The gene expression approach has provided promising insights into the pathophysiology of posttraumatic stress disorder (PTSD). However, few studies used hypothesis-free transcriptome-wide approach to comprehensively understand gene expression underpinning PTSD. Researchers at Stony Brook University conducted a transcriptome-wide expression study using RNA sequencing of whole blood in 324 World Trade Center responders (201 with never, 81 current, 42 past PTSD). Samples from current and never PTSD reponders were randomly split to form discovery (N = 195) and replication (N = 87) cohorts. Differentially expressed genes were used in pathway analysis and to create a polygenic expression score. There were 448 differentially expressed genes in the discovery cohort, of which 99 remained significant in the replication cohort, including FKBP5, which was found to be up-regulated in current PTSD regardless of the genotypes. Several enriched biological pathways were found, including glucocorticoid receptor signaling and immunity-related pathways, but these pathways did not survive FDR correction. The polygenic expression score computed by aggregating 30 differentially expressed genes using the elastic net algorithm achieved sensitivity/specificity of 0.917/0.508, respectively for identifying current PTSD in the replication cohort. Polygenic scores were similar in current and past PTSD, with both groups scoring higher than trauma-exposed controls without any history of PTSD.
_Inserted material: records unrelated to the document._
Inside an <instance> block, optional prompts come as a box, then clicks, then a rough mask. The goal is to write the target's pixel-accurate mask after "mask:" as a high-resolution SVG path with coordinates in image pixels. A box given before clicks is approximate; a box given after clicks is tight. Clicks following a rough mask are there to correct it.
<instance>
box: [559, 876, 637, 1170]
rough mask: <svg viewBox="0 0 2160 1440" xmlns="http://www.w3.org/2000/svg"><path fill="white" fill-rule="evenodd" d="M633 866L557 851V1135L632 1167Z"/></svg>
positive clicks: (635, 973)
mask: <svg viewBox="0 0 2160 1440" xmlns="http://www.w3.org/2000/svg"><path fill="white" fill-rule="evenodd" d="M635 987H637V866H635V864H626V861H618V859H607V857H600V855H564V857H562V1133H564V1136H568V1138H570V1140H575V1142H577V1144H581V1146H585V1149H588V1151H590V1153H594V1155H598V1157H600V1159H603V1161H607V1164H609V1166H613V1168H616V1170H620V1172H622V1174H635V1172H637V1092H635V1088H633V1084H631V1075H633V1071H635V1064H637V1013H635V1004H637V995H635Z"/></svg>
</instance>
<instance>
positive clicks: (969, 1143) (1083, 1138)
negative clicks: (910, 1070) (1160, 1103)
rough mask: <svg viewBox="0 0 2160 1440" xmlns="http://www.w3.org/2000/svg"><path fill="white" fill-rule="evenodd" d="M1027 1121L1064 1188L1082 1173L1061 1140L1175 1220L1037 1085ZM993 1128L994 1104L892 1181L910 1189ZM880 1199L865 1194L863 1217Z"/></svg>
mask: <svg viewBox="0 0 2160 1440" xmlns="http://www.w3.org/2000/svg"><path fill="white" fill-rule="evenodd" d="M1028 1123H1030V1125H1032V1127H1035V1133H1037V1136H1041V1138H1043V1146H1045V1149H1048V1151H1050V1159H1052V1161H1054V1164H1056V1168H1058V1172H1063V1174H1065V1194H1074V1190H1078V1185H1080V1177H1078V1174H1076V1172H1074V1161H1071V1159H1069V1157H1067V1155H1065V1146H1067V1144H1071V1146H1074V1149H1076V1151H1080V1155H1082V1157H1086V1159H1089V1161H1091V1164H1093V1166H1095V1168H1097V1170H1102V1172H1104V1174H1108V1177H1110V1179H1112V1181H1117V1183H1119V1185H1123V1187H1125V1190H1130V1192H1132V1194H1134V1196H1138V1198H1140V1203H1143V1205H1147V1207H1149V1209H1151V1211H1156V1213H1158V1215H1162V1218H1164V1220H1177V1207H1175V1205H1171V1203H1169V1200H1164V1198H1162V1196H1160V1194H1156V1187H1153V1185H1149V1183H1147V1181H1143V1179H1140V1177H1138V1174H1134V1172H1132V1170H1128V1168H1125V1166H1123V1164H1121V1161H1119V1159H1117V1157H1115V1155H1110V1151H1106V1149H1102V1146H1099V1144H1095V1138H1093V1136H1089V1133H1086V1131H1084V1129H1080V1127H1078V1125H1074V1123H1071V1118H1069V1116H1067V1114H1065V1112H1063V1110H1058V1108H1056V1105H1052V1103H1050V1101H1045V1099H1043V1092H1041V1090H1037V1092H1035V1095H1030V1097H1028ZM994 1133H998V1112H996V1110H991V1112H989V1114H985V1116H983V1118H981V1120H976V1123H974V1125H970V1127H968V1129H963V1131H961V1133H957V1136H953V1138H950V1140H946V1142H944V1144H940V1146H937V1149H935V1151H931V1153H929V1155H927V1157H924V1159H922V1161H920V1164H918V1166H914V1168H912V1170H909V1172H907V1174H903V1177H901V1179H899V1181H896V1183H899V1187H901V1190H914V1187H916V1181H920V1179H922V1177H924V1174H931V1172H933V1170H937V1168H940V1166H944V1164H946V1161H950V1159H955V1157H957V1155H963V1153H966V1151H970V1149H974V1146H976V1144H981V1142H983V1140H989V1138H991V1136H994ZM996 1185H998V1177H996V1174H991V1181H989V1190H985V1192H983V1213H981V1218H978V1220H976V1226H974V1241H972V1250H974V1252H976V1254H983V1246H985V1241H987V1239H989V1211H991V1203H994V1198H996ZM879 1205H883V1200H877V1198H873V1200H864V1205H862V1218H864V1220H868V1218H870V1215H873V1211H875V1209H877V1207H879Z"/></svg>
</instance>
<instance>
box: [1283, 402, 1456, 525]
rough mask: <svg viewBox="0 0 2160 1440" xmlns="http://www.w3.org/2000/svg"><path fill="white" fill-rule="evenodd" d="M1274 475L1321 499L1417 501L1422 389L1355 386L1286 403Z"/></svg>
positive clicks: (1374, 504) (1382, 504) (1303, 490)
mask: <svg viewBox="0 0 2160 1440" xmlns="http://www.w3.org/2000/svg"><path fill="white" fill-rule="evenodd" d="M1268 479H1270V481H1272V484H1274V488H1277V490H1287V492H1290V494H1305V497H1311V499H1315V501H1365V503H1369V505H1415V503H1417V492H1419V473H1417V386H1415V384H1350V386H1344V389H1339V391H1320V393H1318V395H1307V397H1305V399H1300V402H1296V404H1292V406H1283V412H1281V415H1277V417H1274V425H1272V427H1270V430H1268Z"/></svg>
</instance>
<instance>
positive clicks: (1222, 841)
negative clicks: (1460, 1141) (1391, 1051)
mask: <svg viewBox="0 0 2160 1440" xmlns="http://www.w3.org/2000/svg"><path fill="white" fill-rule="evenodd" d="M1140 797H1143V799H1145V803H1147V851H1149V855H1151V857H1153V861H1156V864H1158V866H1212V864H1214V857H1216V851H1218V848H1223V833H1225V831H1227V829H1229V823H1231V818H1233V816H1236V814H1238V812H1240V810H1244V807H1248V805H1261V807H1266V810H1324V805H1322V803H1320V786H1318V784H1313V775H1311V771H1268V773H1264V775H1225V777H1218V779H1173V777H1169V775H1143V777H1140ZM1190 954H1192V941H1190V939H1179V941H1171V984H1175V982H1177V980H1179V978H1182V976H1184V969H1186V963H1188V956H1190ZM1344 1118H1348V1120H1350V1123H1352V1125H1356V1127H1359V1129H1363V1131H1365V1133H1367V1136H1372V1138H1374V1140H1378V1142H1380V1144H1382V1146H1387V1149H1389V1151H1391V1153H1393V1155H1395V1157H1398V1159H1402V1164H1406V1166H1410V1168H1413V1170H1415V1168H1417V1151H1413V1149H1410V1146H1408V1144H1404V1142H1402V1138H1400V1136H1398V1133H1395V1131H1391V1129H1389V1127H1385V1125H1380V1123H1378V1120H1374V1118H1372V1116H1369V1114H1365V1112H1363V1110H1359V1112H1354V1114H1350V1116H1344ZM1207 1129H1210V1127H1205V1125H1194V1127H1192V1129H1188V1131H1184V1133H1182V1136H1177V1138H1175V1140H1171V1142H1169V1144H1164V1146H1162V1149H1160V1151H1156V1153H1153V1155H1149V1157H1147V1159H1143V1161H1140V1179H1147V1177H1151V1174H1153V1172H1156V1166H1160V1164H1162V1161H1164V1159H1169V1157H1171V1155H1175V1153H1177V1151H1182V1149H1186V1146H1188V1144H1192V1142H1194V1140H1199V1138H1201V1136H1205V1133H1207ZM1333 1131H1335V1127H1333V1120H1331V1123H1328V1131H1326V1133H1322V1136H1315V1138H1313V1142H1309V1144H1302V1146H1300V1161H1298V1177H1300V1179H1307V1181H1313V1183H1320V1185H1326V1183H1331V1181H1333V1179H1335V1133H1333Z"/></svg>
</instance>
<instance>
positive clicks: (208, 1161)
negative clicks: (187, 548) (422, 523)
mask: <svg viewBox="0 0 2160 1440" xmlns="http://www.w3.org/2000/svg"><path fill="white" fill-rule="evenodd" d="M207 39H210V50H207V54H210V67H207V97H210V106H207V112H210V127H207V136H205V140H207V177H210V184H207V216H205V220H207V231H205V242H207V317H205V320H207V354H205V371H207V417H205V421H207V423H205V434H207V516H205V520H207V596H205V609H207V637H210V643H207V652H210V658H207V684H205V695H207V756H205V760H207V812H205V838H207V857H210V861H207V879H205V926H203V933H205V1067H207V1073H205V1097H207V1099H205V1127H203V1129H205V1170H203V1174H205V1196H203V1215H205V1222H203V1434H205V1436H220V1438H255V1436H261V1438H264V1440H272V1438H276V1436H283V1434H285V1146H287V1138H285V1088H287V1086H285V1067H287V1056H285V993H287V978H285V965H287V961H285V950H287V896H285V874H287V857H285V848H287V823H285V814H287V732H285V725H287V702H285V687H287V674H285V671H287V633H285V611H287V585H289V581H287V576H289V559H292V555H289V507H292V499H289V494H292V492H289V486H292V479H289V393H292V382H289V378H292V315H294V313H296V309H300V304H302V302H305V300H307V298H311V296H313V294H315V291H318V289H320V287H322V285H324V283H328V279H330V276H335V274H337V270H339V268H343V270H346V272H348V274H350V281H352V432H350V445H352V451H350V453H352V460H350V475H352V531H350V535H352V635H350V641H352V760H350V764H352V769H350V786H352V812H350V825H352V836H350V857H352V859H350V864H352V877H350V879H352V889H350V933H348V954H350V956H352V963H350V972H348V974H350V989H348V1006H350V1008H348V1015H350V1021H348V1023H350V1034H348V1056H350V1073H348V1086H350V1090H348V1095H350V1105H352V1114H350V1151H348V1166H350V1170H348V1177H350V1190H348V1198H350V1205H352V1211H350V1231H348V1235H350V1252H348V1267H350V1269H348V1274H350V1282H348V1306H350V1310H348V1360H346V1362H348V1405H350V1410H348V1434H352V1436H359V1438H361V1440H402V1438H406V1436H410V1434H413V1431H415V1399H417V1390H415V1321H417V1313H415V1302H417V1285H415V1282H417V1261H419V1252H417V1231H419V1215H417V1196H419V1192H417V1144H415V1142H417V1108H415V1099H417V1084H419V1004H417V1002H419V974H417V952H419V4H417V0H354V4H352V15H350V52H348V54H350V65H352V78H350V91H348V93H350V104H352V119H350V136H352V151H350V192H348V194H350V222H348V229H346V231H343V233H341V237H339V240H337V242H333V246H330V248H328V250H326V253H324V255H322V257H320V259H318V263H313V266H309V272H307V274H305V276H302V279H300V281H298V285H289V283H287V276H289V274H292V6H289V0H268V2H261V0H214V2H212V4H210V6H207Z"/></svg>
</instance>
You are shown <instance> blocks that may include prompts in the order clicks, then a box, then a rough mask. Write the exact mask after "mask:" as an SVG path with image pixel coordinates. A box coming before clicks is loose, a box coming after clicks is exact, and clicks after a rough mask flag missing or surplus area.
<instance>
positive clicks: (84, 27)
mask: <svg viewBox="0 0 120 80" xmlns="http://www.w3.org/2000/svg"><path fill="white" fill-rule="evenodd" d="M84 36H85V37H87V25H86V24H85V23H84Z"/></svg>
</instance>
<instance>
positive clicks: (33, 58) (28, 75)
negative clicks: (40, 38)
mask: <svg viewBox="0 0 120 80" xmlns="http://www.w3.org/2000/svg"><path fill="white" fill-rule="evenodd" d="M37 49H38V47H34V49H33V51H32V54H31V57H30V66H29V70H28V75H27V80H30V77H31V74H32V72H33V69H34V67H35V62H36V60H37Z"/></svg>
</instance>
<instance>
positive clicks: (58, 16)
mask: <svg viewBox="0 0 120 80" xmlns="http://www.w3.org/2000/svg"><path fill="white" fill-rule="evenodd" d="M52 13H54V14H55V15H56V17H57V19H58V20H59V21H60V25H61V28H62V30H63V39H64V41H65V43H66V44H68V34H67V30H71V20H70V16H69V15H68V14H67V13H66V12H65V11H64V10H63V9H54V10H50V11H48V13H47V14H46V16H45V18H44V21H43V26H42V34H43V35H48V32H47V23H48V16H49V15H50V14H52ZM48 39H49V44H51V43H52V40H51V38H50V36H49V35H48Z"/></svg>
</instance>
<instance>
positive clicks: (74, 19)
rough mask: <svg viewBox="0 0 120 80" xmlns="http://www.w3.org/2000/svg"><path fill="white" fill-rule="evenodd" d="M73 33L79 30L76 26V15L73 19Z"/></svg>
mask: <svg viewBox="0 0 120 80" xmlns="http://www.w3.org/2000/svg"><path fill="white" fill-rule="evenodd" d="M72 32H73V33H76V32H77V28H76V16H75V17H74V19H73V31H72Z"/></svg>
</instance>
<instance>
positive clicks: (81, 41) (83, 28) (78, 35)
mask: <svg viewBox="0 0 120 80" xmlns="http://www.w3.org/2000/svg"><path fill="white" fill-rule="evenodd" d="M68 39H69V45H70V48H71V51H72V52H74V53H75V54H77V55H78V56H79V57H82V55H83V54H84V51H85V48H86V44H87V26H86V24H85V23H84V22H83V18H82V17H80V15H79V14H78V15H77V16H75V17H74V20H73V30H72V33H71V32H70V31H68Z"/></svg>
a. Receiver operating characteristic curve of the predicted PTSD probability on the replication cohort, trained using the 448 genes significant at FDR 0.05 on the discovery cohort via the elastic net prediction algorithm. b. Boxplot comparing the predicted risk score for current, past and never PTSD in the replication cohort
Together with the pathway analysis results, these findings point to HPA-axis and immune dysregulation as key biological processes underpinning PTSD. A novel polygenic expression aggregate that differentiates PTSD patients from trauma-exposed controls might be a useful screening tool for research and clinical practice, if replicated in other populations.